昭和30年代の本部御殿手(4)

安田秀則

・昭和15(1940)年生まれ。八光流元師範。私は最初八光流をこちら(本土)で学んで、昭和37(1962)年に奥山先生が沖縄に行かれたとき、講師の一人として同行した。講習会で私は上原清吉先生の担当をした。私が教えた人の中で、一人だけどうしても技の掛からない人がいた。それが上原先生だった。

 

・上原先生は八光流の講習会に来たときには、すでにそれの裏をかく技を身につけている様子だった。私が掛ける技を逆手(さかて)に取るような、裏をかくような技をお持ちだった。こちらが掛ける技の弱点はすべて知っているような感じだった。

 

・私たちが帰るとき、上原先生は他の受講者と一緒に空港まで見送りに来た。そのとき上原先生が私の側に来て、「沖縄の空手を甘く見るな。もし君が空手を修業する気があるなら修業してから帰りなさい」と耳打ちした。私は当時まだ若く身軽だったので、「教えてくださるのなら、喜んでします」と言ってそのまま沖縄に残ることにして、2ヶ月くらい上原先生の道場で修業した。先生の人柄に惚れた。

 

・道場といっても実際の道場はなく、練習場所は、海岸や亀甲墓の上、あるいは材木屋の松田梅一さんの所の六畳くらい空き地などだった。

 

・上原先生に習ってみて、初めてこれだけ偉い先生がよく講習会にわざわざ参加したものだと思ってびっくりした。ああ、この人は普通の人とは違うなと、そのとき感じた。

 

・当時、私は20歳頃で上原先生は60歳くらいだった。上原先生は達人だと思った。いくらまねをしてもできない。練習内容は「そこに立って、こっちに向かってこい」と言われて、突いていくのだが相手にならなかった。まるで子供扱いだった。沖縄の逆手(ぎゃくて、関節技)は技が速い。スピードが速い。突いたり、蹴ったりするのと同じスピードで逆手を掛ける。私は八光流以外に大学で合気道も学んだが、だいたいにおいて本土の逆手は相手の手をとってそれから技を掛けるが、沖縄の技はすれ違いざまにはすでに技が掛かっている。上原先生が私が教えた技から取手を作ったとか、そういうことは断じてない。

 

・私は亜細亜大学で合気道も習った。八光流を習ってから合気道を二年間習った。合気道を習ってみて、ああ、八光流と合気道は一緒だなぁという感想を持った。実際、八光流の技は合気道に全部ある。八光流は力を抜け、ということを強調するが、そういうところが違うだけ。あと、八光流は10日習えば初段をくれるが、合気道は2年習ってやっと初段をもらえる。初段をもらえるまでの稽古時間が違う。

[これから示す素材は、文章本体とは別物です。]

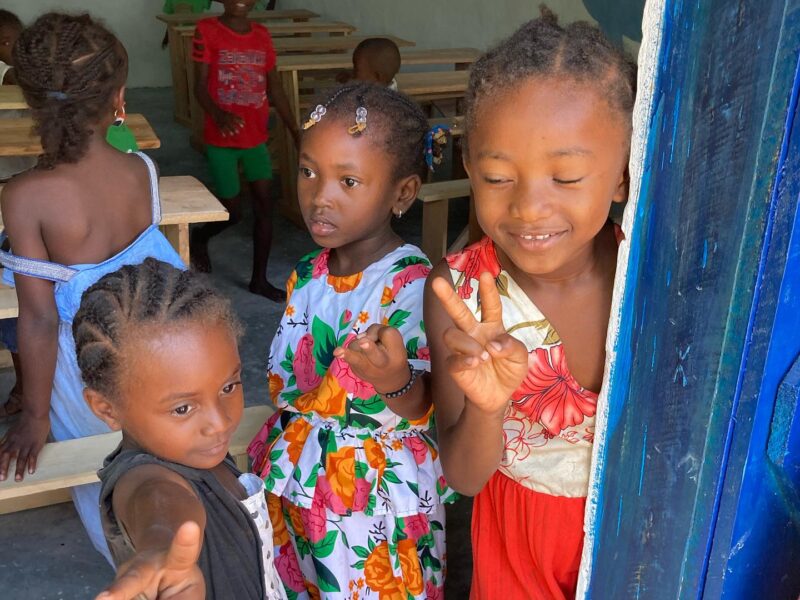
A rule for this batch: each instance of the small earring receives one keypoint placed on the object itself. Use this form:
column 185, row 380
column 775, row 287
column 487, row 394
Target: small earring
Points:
column 119, row 115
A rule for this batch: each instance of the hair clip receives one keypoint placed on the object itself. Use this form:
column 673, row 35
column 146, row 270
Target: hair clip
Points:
column 315, row 116
column 436, row 136
column 56, row 95
column 361, row 118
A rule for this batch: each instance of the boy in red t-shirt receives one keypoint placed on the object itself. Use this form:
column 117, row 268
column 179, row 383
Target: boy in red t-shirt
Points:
column 235, row 66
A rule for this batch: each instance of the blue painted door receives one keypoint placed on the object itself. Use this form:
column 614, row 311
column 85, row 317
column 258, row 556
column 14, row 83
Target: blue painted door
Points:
column 698, row 495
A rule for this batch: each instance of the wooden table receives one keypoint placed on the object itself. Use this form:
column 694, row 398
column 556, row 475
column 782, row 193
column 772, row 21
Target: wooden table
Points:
column 297, row 15
column 184, row 200
column 11, row 98
column 17, row 137
column 180, row 48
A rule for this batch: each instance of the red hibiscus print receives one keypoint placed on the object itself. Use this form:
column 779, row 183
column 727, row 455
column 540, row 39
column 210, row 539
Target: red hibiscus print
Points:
column 349, row 381
column 303, row 365
column 473, row 261
column 550, row 395
column 418, row 448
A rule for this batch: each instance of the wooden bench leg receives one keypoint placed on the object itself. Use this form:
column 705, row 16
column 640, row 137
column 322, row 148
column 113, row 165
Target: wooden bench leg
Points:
column 178, row 236
column 434, row 229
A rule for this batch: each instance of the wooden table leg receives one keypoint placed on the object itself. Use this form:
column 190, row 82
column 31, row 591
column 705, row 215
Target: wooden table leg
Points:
column 178, row 236
column 434, row 229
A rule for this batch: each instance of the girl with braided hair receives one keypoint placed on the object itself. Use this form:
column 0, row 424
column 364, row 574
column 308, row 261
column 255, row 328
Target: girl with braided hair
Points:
column 355, row 488
column 84, row 211
column 517, row 322
column 157, row 352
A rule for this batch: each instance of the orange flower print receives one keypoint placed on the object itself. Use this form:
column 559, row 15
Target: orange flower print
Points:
column 375, row 455
column 275, row 386
column 280, row 535
column 295, row 434
column 326, row 400
column 340, row 468
column 409, row 565
column 342, row 285
column 290, row 283
column 379, row 575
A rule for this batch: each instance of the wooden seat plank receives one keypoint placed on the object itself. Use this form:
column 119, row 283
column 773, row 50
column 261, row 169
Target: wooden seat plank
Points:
column 18, row 139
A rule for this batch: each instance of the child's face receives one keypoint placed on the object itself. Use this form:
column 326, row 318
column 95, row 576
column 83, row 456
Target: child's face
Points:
column 545, row 161
column 344, row 185
column 8, row 37
column 181, row 395
column 238, row 8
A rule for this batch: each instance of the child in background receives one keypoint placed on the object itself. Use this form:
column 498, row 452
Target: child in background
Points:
column 376, row 60
column 86, row 210
column 235, row 68
column 548, row 128
column 10, row 28
column 355, row 488
column 157, row 351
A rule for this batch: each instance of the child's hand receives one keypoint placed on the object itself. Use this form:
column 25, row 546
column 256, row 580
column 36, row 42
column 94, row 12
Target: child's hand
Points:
column 379, row 357
column 485, row 362
column 172, row 573
column 228, row 123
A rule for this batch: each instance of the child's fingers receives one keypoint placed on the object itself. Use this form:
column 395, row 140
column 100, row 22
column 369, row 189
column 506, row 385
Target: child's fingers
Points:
column 453, row 305
column 491, row 308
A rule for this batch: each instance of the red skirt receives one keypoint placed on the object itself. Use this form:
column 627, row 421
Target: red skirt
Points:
column 525, row 544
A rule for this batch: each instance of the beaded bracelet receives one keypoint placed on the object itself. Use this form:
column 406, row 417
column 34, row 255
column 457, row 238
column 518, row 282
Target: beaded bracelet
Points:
column 414, row 374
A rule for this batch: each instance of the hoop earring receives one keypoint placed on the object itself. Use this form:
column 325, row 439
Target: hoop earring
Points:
column 119, row 115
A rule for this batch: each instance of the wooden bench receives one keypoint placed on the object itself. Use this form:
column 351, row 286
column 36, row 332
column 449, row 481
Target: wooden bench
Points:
column 18, row 139
column 184, row 200
column 11, row 98
column 62, row 465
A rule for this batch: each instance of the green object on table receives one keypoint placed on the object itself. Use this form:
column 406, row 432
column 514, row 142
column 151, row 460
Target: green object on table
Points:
column 122, row 138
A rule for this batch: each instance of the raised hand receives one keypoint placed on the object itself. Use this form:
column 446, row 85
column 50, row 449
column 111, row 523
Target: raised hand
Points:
column 485, row 362
column 378, row 356
column 171, row 573
column 23, row 442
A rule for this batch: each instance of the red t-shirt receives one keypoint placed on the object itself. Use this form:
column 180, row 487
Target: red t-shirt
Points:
column 238, row 64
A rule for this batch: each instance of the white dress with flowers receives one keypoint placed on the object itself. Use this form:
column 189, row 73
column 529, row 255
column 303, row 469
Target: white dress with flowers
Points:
column 356, row 492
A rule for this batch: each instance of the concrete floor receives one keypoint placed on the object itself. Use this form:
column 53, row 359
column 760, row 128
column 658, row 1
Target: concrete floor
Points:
column 44, row 553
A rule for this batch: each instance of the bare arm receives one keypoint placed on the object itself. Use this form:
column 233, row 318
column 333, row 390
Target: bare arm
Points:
column 165, row 520
column 278, row 97
column 475, row 367
column 37, row 330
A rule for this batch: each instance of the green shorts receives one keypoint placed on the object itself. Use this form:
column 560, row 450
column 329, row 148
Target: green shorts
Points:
column 224, row 166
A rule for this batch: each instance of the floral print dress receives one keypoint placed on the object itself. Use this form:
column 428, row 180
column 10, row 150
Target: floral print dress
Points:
column 527, row 527
column 356, row 492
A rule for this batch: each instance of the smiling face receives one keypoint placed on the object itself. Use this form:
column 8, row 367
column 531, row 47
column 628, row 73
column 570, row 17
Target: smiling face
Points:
column 347, row 187
column 546, row 159
column 180, row 397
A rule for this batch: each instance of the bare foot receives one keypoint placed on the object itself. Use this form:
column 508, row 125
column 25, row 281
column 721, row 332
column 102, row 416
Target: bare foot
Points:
column 269, row 291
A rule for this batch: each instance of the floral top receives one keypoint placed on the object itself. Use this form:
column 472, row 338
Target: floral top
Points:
column 334, row 438
column 549, row 426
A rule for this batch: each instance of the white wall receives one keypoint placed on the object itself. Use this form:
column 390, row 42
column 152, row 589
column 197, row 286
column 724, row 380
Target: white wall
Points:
column 132, row 21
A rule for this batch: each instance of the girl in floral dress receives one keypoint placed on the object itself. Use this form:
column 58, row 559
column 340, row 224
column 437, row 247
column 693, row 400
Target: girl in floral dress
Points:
column 355, row 487
column 548, row 129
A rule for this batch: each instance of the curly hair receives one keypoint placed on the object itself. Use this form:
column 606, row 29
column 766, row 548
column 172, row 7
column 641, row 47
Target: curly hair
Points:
column 125, row 303
column 394, row 121
column 69, row 67
column 541, row 47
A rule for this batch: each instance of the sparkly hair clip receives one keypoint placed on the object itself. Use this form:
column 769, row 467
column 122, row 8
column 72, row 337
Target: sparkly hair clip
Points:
column 361, row 118
column 434, row 140
column 57, row 95
column 315, row 116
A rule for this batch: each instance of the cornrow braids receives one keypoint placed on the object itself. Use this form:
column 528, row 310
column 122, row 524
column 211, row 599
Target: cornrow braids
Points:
column 393, row 121
column 69, row 68
column 123, row 303
column 542, row 47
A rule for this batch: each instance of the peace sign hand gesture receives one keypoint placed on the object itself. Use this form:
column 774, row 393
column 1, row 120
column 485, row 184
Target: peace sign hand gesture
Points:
column 485, row 362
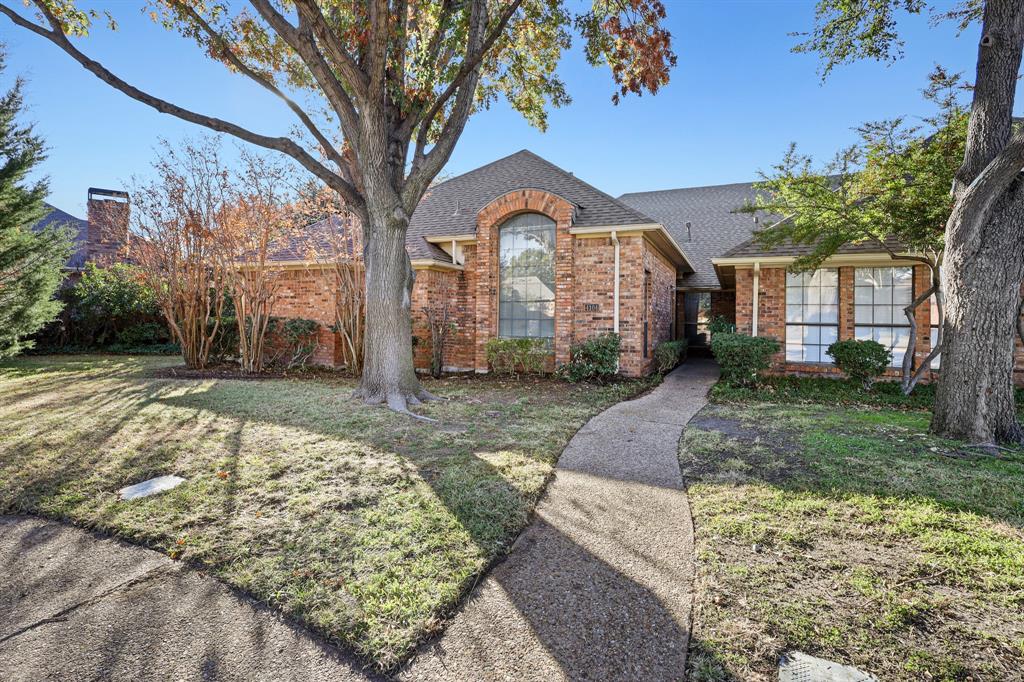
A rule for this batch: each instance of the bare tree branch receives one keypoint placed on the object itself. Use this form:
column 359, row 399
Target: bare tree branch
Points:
column 283, row 144
column 354, row 77
column 304, row 45
column 244, row 69
column 471, row 60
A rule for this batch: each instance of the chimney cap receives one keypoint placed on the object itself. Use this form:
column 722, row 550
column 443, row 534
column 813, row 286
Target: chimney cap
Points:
column 116, row 194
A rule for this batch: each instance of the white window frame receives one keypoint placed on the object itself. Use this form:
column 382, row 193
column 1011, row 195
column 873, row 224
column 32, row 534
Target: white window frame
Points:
column 811, row 314
column 879, row 299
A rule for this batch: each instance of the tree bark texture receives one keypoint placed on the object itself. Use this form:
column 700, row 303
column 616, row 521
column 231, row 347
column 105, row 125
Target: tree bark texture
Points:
column 984, row 252
column 388, row 375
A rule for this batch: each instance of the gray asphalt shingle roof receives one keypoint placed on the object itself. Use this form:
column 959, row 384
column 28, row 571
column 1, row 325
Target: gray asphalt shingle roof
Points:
column 79, row 229
column 715, row 224
column 753, row 249
column 451, row 207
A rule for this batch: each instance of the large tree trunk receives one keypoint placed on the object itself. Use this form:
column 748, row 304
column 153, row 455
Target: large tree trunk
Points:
column 388, row 375
column 975, row 398
column 984, row 254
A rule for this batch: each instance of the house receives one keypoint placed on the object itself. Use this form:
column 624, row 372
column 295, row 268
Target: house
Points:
column 521, row 248
column 101, row 239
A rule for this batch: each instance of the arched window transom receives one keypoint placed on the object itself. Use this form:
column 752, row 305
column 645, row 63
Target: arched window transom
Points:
column 526, row 271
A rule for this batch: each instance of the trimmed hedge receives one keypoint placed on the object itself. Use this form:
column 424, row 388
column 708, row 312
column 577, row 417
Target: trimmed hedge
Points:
column 742, row 358
column 514, row 356
column 861, row 360
column 593, row 359
column 669, row 353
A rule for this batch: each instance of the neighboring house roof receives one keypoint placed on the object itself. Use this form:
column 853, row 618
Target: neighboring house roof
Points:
column 716, row 226
column 79, row 228
column 451, row 207
column 317, row 241
column 752, row 250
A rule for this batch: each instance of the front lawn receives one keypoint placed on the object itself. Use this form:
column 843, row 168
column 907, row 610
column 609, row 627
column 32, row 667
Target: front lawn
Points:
column 364, row 524
column 848, row 533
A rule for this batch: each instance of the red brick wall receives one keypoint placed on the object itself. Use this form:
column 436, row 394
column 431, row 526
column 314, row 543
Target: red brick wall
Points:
column 663, row 288
column 432, row 287
column 584, row 291
column 310, row 294
column 723, row 303
column 594, row 305
column 107, row 241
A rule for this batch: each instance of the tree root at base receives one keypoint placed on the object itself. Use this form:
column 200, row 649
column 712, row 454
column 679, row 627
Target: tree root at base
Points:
column 399, row 402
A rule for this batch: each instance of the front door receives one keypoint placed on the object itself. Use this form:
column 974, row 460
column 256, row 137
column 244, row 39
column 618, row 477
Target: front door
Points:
column 696, row 310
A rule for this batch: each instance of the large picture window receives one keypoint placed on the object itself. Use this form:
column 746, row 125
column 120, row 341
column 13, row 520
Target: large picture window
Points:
column 880, row 296
column 811, row 314
column 526, row 272
column 697, row 310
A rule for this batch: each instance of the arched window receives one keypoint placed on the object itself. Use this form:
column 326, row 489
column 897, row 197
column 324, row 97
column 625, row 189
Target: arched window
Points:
column 526, row 271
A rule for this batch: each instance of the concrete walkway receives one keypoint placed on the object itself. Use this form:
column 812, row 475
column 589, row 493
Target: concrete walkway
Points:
column 75, row 606
column 598, row 588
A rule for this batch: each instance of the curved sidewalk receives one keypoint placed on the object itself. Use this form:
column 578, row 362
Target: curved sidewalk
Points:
column 598, row 588
column 76, row 606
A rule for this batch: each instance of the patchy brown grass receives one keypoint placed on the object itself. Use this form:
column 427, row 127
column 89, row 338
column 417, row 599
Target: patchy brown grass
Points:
column 854, row 536
column 364, row 524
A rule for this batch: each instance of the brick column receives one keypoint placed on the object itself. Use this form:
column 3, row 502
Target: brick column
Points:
column 846, row 298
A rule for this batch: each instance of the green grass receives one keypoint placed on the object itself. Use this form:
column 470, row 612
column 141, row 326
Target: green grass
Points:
column 364, row 524
column 851, row 534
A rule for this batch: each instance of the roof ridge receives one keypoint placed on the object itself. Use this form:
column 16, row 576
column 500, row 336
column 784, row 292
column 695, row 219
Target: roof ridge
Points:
column 573, row 176
column 699, row 186
column 479, row 168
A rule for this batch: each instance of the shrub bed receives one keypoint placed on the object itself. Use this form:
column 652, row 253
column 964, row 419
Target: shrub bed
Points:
column 742, row 357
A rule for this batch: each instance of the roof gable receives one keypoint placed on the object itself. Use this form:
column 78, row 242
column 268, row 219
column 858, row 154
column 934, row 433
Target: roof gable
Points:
column 451, row 207
column 79, row 229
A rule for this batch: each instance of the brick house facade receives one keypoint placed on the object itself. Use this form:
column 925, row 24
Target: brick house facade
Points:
column 682, row 257
column 458, row 264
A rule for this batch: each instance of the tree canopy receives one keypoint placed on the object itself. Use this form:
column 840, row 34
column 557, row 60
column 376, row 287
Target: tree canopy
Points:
column 892, row 186
column 403, row 73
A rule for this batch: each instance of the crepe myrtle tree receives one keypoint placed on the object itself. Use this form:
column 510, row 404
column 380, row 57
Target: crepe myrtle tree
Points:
column 392, row 84
column 982, row 258
column 891, row 187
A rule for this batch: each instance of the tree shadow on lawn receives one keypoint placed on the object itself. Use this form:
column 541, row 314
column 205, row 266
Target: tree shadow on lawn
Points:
column 849, row 452
column 152, row 622
column 366, row 525
column 854, row 536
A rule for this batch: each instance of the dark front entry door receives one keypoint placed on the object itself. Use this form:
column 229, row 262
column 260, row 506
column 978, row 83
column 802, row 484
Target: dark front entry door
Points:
column 696, row 310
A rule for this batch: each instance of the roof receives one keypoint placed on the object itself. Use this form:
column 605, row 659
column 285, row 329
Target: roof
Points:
column 451, row 207
column 751, row 249
column 316, row 241
column 716, row 226
column 79, row 228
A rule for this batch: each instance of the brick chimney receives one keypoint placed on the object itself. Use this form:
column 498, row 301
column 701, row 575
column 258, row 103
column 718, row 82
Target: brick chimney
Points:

・上原先生の空手は急所が決まっている。上原先生の技は急所に狙いを定めて一瞬で技が極まるという感じだが、八光流や合気道はそういう感じではない。

 

・とにかく稽古ではこてんぱんにやられた。しかし、稽古が終わると、海岸などでウナギ取りをして楽しんだ。ウナギといっても2メートルくらいも長さのあるウミヘビみたいなものである。翁長武十四さんとも一緒に稽古して、私が八光流を教えて、彼に空手を教えてもらった。楽しかった。本当にいい想い出、宝物である。

沖縄物産展(熊本、昭和38)
沖縄物産展(熊本、昭和38)

 ・上原先生たちが沖縄物産展で演武するため九州に来られたときには、私が付いて鹿児島、熊本、博多と案内した。

 

・沖縄で最初に八光流を学んだのはS先生だったと思う。兼島信助先生にも沖縄でお目にかかった。沖縄の人はプライドが高かった。奥山先生は一回でも講習会を受講すれば、「もうお前は俺の弟子だ」と言う人だったので、沖縄の人は非常に反発した。講習会には出たがお前の弟子になった覚えはない、と沖縄の人は考えていた。

 

・福岡でも同様の軋轢があった。福岡にS流柔術の有名な先生がいた。この人が福岡で八光流の講習会を開いたとき習いに来た。講習会ではお金を払えば師範技まで習うことができたので、それでこの先生も一応師範技まで習ってみるかということでお金を払って、それで師範の免状をもらった。ところが、奥山先生は一度でも講習会に参加すると、「お前はもう俺の弟子だ」という態度を取る人だった。しかし、講習会に参加した先生たちにしてみれば、自分たちは講習会に参加しただけで、弟子になったつもりはないと。それで、この柔術の先生との間でもトラブルが起こった。私が八光流に在籍している間に、こういう衝突が他にもあった。私はこういう騒動に嫌気が差して、次第に八光流から足が遠のいてしまった。

 

・上原先生は、「この技を本部家に返すのが私の役目だ」と仰っていた。

 

・私はいま66歳で、去年、脳溢血で倒れた。いまリハビリ中だが、昔沖縄の空手を学んだおかげで体力が付き、いま順調に回復している。ようやく歩けるようになった。